皇位継承候補第2位 エヴィルダース
エヴィルダースは訳がわからなかった。目の前の男が何を言っているかがまったく。自分を超える皇族などいるはずがない。いや、帝国で自分を超える者などいるわけがないのだ。
「誰だ!? 誰がその不正をしたのだ!? 我が徹底的に暴いて、白日の下にさらしてやる!」
「申し訳ありませんが、他候補者の情報は、真鍮の儀式まで教えられません」
「な、なんだとっ!」
エヴィルダースは胸ぐらを掴んで、シャバールを殴ろうとする。
しかし、彼はまったくと言っていいほど動じなかった。むしろ、乾いた侮蔑の笑みを浮かべ、なお淡々と語りかける。
「皇子。星読みに対する暴力は不正と見なされ、皇位継承順位が落ちることを知っているでしょう? ただでさえ、あなたの尋常ならざる行動を見て評価を下げざるを得ないのに」
「……っ」
ブルブルと震えながら、元皇太子は拳を下ろす。そして、落ち着け、落ち着けと心で何回もつぶやきながら、なんとか自制しようとする。星読みに手を出すのは最大の悪手だ。自分はそのような愚か者じゃないと、感情を必死で抑えた。
「……すまなかった。では、聞かせてくれ。1位には……皇太子の地位が与えられた者には何人の星読みが投票した?」
「9人です。唯一投票しなかったグレースは、あなたに投票しました」
「……っ」
エヴィルダースはめまいを感じた。ほぼ全員の星読みが投票しているのならば、もはや判断を覆返す術はない。前の真鍮の儀式では、エヴィルダースでさえ過半数ギリギリの得票数だった。

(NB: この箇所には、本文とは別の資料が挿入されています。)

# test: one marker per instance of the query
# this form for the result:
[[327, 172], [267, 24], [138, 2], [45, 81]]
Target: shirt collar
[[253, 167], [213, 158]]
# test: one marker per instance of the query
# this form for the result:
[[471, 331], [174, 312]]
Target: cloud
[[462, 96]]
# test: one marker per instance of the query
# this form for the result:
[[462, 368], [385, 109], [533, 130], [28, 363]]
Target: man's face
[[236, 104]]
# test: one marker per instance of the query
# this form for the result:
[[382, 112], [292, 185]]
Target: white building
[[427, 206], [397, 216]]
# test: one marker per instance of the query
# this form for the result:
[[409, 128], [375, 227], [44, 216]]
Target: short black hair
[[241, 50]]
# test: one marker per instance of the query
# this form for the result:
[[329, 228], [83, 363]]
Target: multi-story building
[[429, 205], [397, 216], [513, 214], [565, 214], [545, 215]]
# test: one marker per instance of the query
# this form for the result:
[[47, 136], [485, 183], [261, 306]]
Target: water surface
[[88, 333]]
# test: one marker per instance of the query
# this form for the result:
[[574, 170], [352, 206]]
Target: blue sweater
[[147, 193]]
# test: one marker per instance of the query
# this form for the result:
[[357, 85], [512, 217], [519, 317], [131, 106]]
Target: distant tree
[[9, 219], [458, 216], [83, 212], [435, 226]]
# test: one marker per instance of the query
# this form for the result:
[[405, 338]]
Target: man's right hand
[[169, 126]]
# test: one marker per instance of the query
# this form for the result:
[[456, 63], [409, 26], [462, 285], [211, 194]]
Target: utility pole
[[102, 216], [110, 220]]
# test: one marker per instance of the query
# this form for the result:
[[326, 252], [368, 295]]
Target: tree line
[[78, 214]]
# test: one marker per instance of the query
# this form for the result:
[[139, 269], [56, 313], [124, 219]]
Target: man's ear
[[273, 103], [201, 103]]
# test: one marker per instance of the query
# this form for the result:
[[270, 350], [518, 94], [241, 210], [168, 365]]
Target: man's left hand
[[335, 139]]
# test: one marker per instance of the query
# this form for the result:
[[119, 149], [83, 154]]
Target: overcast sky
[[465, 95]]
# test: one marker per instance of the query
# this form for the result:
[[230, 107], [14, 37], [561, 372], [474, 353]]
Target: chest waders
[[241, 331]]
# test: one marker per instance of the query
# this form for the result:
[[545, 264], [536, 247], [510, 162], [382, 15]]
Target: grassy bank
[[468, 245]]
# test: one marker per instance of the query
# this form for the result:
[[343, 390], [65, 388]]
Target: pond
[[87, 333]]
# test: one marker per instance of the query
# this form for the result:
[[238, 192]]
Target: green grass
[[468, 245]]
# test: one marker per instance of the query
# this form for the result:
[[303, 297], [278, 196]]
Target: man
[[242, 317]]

それを覆して、圧倒的な票を得るなど、尋常な事態が起きていることは間違いない。
なんとか、皇太子の地位の者を見つけ潰さなくては。
目下、一番怪しいのは元々2位であったベルクトール。
しかし、これだけの差が出るほど魔力は離れてはいないし、最近は1つ失態を犯している。そして、ベルクトールは自分でも年上であり、すでに成長期が過ぎている。

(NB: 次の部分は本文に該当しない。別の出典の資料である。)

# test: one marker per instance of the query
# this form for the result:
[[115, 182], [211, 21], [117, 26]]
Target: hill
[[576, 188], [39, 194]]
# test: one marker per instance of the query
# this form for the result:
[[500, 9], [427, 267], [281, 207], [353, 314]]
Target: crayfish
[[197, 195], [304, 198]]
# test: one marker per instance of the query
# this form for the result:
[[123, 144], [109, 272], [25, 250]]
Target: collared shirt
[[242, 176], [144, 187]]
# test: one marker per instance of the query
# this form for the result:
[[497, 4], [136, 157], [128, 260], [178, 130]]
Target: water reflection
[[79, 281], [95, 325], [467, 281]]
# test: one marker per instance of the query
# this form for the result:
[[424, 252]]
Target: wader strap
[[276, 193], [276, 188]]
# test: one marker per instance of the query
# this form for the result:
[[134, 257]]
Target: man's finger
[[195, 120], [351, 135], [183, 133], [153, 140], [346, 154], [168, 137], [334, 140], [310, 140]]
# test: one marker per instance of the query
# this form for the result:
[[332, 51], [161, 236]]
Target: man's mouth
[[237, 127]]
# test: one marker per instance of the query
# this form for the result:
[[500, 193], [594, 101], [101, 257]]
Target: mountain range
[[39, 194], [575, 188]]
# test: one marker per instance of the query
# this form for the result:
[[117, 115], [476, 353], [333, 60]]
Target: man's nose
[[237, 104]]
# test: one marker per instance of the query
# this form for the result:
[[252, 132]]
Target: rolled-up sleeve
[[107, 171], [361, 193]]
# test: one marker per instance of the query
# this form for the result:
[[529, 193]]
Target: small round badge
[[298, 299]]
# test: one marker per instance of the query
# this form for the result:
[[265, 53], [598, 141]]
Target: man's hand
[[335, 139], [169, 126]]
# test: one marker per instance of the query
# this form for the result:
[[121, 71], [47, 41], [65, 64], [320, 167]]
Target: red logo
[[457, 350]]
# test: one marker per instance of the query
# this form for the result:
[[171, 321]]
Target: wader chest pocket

とすれば、3位以下だった者で、魔力的な成長期が来ていない者が濃厚だ。とすれば、3位のルーマンか、5位のナダルがめぼしいところか。エヴィルダースは激しく後悔した。
あんなイルナスで遊んでいたいたばかりに。
ギリッと歯を食いしばった。完全に油断していた。皇位継承候補はイルナス以外は才能の塊ばかりだ。かつて、皇位継承候補1位だったユルゲルも、自分より年下にも関わらずすさまじい魔力でエヴィルダースを軽々と超えていった。
「……マリンフォーゼ、祝いはまた今度だ」
「は、はい。では、次の機会に……ご機嫌よう」
あまりの取り乱しように、ドン引きしていた彼女は、逃げるように部屋を去った。
しかし、そんな様子を毛ほども気づくことなくエヴィルダースはすぐに側近を呼ぶ。
「すぐに他候補者全員と社交を行う。
「あの……イルナス皇子もですか?」
「やつはいい。今はそんなことをしている場合ではない」
絶対にアイツだけはないと、元皇太子は確信していた。真鍮の儀式までは残り3週間。それまでに、皇太子に内定された者を見つけなければ、自分がどう立ち回ればいいのかもわからない。

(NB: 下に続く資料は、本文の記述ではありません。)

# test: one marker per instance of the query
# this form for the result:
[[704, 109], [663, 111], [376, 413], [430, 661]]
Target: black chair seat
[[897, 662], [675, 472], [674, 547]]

もちろん、5年後には再び真鍮の儀式がある。しかし、皇帝レイバースも、もう高齢だ。今回選ばれた皇太子が次期皇帝の可能性が一番高いと言われている。多少の危険を冒したとしても、なんとしても次期皇太子を潰さなければいけない。
母様が心配だな。
エヴィルダースは、呆然としたまま固まっている彼女をチラッと見た。今は、元皇太子であった彼を応援しているが、彼女は自分だけの母親ではない。下に第3位のベルーマン、4位のドナナも彼女の息子たちである。もし、この2人が皇太子に内定されれば、彼女の感情がどうなるかまったく想像がつかなかった。
「母様。今度、ルーマンとドナナと食事をしましょう。今回の真鍮の儀式のことで、いろいろとお話ししたいですし」
「……わかったわ」
情報漏洩を防ぐために、皇位継承順位の通告者は、元皇太子だったエヴィルダースにある。なので、彼が母親を通告者に選んだことで、残りの2人は母親を選べなくなった。なので、なんとか二人の情報を入手して自分の順位を探らなければいけない。
2位じゃ絶対に駄目なのだ。
皇太子になれなければ、これまで自分が努力してきた5年間が全て無駄になってしまう。どれだけ派閥が大きくとも、血筋がよくても、武芸が優れていても関係ない。自分より劣っていると思う者に従うなど絶対に我慢ができない。
「なんとしても……なんとしても……」
一瞬の時すら惜しいとエヴィルダースは思った。